At least 37 states and Washington, DC have crossed their halfway marks for total 2016 ballots cast, including 14 of CNN’s 16 most competitively-ranked states - Texas, Georgia, North Carolina, Nevada, Florida, Arizona, Colorado, Wisconsin, Maine, Iowa, Michigan, Minnesota, Nebraska and Ohio
A little less than half of the votes already cast this cycle comes from those 16 key states, which will play a crucial role in determining who wins the presidency this year.
Some voter information comes from Catalist, a company that provides data, analytics and other services to Democrats, academics and nonprofit issue-advocacy organizations and is giving insights into who is voting before November.
How the huge rise in pre-Election Day voting could affect when we get solid results
From CNN's Marshall Cohen
Early results that pop up shortly after the polls close might look very different from the final outcome, because of unprecedented levels of mail-in ballots and early voting due to the coronavirus pandemic.

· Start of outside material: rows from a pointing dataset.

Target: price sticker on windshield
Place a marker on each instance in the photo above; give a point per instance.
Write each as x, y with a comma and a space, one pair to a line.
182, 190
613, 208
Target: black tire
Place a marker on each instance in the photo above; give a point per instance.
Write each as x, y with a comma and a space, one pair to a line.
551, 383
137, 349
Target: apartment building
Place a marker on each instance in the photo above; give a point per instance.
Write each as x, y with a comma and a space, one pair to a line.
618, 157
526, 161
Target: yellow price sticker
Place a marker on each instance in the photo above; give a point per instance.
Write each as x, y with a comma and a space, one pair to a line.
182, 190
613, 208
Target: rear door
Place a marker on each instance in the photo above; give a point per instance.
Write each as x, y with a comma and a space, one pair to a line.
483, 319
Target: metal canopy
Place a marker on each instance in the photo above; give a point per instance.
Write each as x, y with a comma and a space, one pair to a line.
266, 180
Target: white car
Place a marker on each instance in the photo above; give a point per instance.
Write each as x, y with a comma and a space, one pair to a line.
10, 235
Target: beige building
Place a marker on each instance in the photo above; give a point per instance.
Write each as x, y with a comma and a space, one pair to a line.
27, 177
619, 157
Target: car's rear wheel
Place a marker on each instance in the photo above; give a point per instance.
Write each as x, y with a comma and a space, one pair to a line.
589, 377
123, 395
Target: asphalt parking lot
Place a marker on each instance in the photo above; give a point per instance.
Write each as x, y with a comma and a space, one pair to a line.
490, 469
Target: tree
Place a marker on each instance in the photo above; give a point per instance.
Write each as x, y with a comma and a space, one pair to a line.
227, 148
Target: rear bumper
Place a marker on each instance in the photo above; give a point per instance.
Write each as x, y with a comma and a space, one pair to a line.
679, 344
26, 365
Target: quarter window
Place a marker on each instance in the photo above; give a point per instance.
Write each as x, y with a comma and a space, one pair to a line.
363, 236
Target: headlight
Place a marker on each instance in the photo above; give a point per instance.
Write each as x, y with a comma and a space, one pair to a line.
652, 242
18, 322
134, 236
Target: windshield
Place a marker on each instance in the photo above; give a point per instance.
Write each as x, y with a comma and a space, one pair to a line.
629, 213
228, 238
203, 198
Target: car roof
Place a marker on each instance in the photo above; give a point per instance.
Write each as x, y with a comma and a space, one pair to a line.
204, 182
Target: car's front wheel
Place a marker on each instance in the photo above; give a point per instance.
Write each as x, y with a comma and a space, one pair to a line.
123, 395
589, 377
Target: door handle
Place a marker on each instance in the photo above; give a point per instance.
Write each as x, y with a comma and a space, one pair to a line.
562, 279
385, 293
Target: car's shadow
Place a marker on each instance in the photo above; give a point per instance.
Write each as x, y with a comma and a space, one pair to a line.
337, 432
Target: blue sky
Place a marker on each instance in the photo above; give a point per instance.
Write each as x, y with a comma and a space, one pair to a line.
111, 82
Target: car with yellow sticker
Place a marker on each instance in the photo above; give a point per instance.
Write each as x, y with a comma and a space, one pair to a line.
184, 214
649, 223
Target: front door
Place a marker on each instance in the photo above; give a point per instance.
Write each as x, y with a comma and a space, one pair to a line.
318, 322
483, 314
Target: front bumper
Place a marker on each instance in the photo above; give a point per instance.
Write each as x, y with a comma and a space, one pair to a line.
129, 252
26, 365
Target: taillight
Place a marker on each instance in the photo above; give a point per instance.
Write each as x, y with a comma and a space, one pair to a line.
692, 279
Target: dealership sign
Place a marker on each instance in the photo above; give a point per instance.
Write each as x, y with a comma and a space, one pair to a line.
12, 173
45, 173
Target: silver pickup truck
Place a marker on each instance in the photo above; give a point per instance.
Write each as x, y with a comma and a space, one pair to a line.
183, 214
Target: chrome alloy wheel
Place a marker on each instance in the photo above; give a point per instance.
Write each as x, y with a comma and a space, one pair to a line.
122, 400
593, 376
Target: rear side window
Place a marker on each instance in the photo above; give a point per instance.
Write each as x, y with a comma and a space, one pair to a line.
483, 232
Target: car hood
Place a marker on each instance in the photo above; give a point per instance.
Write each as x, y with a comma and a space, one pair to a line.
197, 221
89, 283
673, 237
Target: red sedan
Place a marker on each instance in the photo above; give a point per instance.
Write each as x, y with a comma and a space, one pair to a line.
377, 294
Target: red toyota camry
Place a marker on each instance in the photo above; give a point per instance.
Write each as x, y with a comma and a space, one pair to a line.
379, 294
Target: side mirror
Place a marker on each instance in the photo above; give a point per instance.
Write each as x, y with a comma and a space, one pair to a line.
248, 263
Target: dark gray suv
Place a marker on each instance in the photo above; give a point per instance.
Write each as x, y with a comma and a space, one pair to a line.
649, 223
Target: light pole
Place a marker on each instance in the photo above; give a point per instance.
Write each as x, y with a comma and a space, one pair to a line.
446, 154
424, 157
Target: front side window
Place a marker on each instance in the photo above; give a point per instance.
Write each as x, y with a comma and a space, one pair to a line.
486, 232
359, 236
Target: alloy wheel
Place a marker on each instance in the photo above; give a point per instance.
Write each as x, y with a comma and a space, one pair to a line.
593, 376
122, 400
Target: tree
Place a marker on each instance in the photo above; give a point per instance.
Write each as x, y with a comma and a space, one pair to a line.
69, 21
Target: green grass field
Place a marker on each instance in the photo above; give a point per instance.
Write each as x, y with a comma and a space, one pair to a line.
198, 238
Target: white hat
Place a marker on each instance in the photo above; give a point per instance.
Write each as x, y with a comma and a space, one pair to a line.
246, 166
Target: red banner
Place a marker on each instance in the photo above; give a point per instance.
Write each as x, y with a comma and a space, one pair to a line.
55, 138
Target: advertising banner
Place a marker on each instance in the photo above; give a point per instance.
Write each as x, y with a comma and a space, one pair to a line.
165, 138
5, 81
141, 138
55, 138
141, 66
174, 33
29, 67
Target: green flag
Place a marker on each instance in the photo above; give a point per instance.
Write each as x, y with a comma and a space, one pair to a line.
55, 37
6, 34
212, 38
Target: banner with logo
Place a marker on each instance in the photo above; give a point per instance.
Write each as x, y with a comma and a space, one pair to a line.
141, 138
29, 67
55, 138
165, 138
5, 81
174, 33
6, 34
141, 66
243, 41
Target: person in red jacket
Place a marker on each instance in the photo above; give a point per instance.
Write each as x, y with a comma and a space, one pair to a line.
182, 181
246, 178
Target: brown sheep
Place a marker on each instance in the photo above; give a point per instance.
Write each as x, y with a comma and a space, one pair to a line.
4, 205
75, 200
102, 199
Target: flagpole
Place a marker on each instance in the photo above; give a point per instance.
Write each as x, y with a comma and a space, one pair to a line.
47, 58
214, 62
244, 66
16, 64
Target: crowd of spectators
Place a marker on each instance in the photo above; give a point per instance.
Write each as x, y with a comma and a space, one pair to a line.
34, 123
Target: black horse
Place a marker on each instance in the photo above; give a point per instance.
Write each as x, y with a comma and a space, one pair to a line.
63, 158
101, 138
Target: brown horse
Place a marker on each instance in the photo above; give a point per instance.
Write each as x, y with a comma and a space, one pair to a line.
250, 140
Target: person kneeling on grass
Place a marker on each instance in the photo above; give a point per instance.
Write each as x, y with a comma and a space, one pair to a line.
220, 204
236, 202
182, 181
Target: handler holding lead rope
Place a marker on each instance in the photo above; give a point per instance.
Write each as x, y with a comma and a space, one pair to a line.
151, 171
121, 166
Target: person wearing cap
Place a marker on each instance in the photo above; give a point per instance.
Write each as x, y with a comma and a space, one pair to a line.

Since the beginning of the pandemic, supporters of Democratic nominee Joe Biden have shown a strong preference for mail-in voting. Most of President Trump’s supporters say they want to vote on Election Day. States count these different types of votes in very different ways.
As a result, in some of the most competitive states— including Florida and Texas — early results may look too rosy for former Vice President Joe Biden, before falling back down to earth and becoming more representative of the true outcome. In other states — particularly Pennsylvania, Michigan and Wisconsin — Trump could see early leads that slowly narrow as more ballots are counted.
This won’t be a sign of fraud or irregularities. Rather, it’s just a reflection of how states count votes. Some states process early ballots first, and will report those early in the night, while others save them for last.